2016, sculpture; Bullet shells, wood, iron

Venue: Exhibition Anechoic at Magistrat, Ljubljana SI; Exhibition Venice Stage at Chaos Gallery, Venice IT; Schmiede festival, Hallein Austria; Villa Manin curated by Butik Collective; Venue Carrozeria N.o.t., Rome

Curated by Alessandra Chiericato

Text from the exhibition Anechoic

The state of no echo captures the idea of absence, the unrecognized significance of
the significant. It becomes clear that the existence of the anechoic state is based on
the search for the echo. Like the position of dictators always reveals the trace of the
fact they are caught being their own prisoners behind their absolutistic function, so
are the personal battles hidden and repressed into the layers of the collective.
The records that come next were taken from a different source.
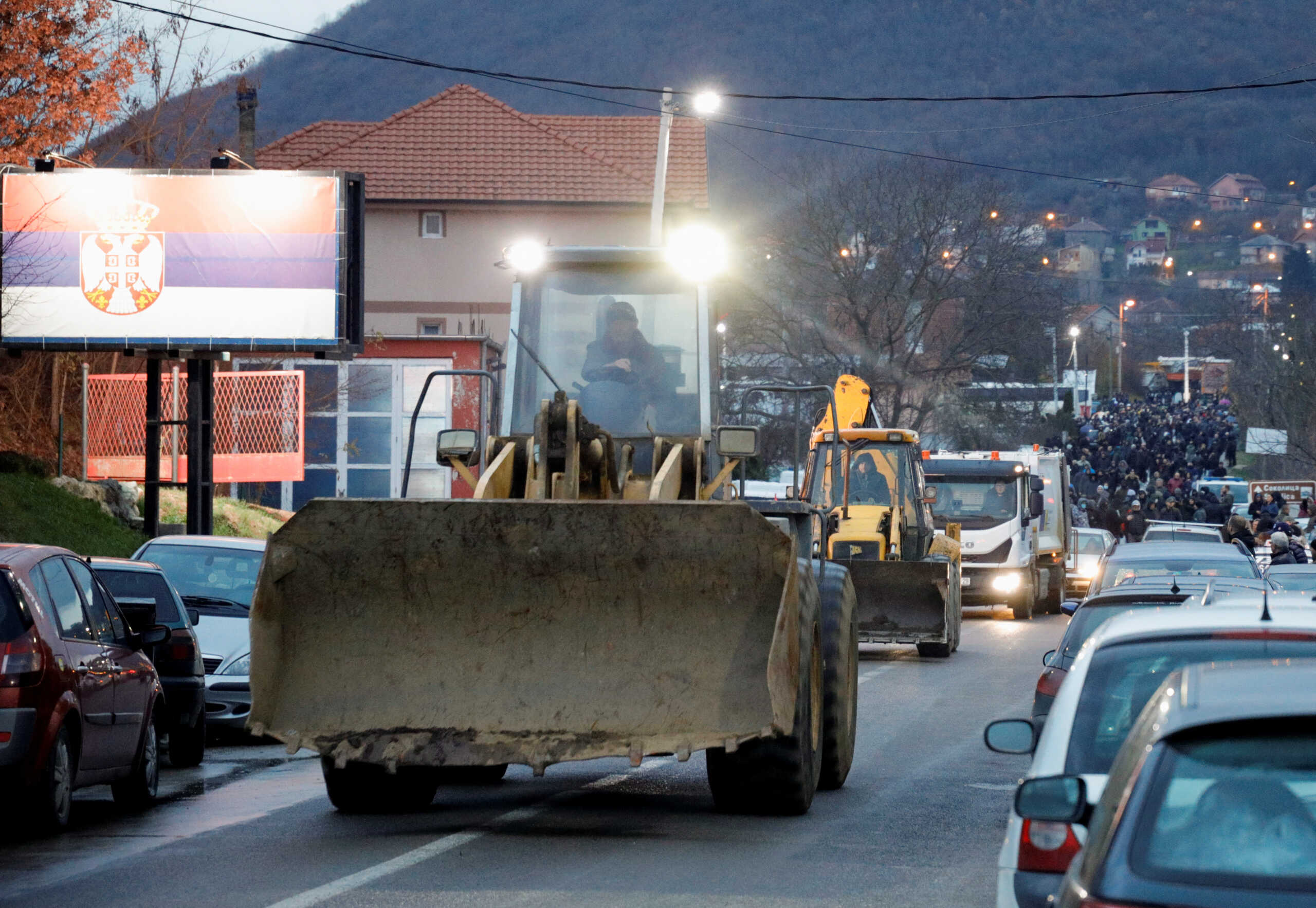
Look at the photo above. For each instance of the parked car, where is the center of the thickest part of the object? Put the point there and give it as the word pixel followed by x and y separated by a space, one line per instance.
pixel 1211 799
pixel 1086 619
pixel 1131 562
pixel 1293 578
pixel 1115 674
pixel 1087 548
pixel 79 700
pixel 145 596
pixel 1165 531
pixel 216 577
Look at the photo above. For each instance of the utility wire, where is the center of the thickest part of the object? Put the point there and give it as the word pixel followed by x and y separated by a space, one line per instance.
pixel 357 50
pixel 532 82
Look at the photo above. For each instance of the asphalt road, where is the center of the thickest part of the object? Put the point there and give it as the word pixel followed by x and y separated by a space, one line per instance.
pixel 919 822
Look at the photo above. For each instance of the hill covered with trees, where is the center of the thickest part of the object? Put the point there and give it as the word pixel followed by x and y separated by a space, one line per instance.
pixel 915 48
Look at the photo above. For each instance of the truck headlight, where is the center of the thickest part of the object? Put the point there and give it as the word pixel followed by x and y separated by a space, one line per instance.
pixel 1006 582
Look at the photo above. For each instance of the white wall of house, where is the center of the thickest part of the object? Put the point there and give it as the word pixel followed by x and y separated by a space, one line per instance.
pixel 416 285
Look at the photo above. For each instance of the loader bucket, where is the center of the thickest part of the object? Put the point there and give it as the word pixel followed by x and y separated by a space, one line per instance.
pixel 905 602
pixel 465 632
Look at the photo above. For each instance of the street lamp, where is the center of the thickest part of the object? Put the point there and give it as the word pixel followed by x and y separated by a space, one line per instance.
pixel 1119 370
pixel 1074 335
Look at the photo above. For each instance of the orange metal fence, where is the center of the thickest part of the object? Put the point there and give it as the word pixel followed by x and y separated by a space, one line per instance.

The position of a prisoner and a dictator seems interconnected as action and inaction, silence and echo. The authors answer the question about the existence of human
destructivity through their personal urgency and involvement which forces one to
explore what would rather remain hidden and anechoic.
The exhibition captures the works of slovenian visual artist Ana Mrovlje and the
israeli interdisciplinary artist Dan Allon. This is their second collaboration, their first
exhibition took place in Venice in 2016 as a part of the project B#side war. The
common ground of their work is the personal urgency and involvement in the war as
the reflection of relation to the personal, individualized destructivity. In her work, Ana
Mrovlje addresses the paradoxes of war and observes the state of resistence. She
questiones whether the mere persistence of existence creates resistence. Asking
herself about the battles from the static perspective reflects her work in the field of
psychoanalysis, where the social conflicts become personal in the collective
sediments in each of us. It seems like the world exists because of its basic state of
contradiction, the clash of the opposites. The opposites are draw together and what
seemed like destruction, then again becomes a latent state of equilibrium. Dan Allon
addresses the war through his video collage, filmed during his one month
performance. In 2013, Dan Allon resurrected a character he invented a decade
before as a way to cope with his military service in Israel, which opened a series of
artworks which were his primary practice in 2013-2014. The character, simply called
the dictator or the general, is a funny, incoherent and highly personal impression of a
dictator, which belongs, represents and reigns nowhere, and is based mainly on
appearance and performance of a dictator. Allon put on his uniform, and went up
there for a month, to concur the village in the act of Anschluss. In 2016, for an
exhibition at the Chaos gallery in Venice, he took that raw footage and made a video
collage and exhibited it next to the Peacestool installation by Slovenian artist Ana
Mrovlje.  This is his second cooperation with Mrovlje. In the exhibition the artists put
the visitors in the center of an artistic action, where they become the protagonists of
war in themselves which then again becomes collective in each of us.